Pablo Picasso Goat's Skull, Bottle and Candle 1952  Read transcriptMP3 Transcript

Narrator: Picasso painted this picture in just a single day in April 1952. It was meant as a memorial to the Greek communist activist Nikos Bellianis (bell-eye-Yannis) who'd been executed two weeks before. Picasso took traditional elements from memento mori paintings - including the skull and the flickering candle - and used just black and white paint. Tate conservator Annette King:

AK: "Although it's black and white there's quite a lot of thought and innovation gone into this painting. The black, we think after analysis, is a house-paint. You can tell it's a house-paint because they use oil which they would boil up to 240 centigrade. And then filter it. And then they would add material to dry the oil and thicken it - things like chalk, talc and kaolin - and if you find these elements in a paint it's quite often thought to be a house-paint. And Picasso is thought to have always had a tin of black and white house-paint in his studio and often used it on paintings. But it's quite difficult to identify without analysis.

The whites on this painting are quite complicated. There's the thin lead-white ground. And if you look at the lines of the bottle you'll see some of the lead-white ground showing through where Picasso hasn't put any paint on the ground. And then there are two different types of white paint. And if you look very closely at the surface textures there are some which have stiff peaks of impasto and this is thought to be a pigment called lithopone - and the reason it makes a stiff paint is because it absorbs lots of oil and you can't actually get it to come runny, it just becomes a nice stiff paste. And Picasso has used this paint largely in the skull of the goat to create the raised impasto peaks.

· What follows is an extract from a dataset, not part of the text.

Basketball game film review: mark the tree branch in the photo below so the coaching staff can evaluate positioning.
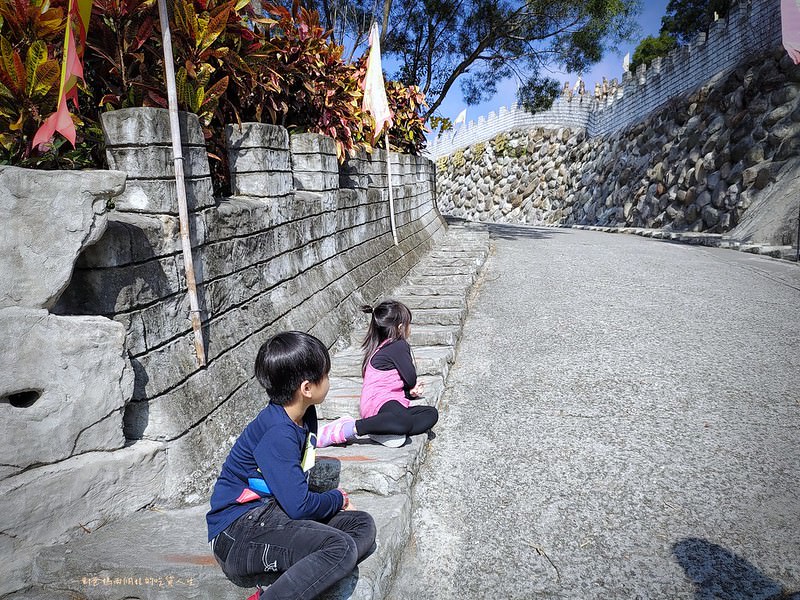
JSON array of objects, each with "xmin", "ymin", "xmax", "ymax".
[{"xmin": 424, "ymin": 34, "xmax": 494, "ymax": 118}]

The other white he used has zinc in it and titanium. And this doesn't absorb as much oil and makes a smoother paste. And if you look at the diamond shape above the goat's skull you can see these squiggles of rather free-flowing, circular, brush strokes. He painted with probably quite thin brushes with this painting. He's also used different thicknesses of paint as we know but if you look at the blacks there are also some very fluid lines - if you look at the loop to the right of the candle it's almost sort of dripping slightly. So although it's a grisaille, it's a very serious subject, he's used the textures and all the different paints - he was a master at knowing which paints to use to create which effects."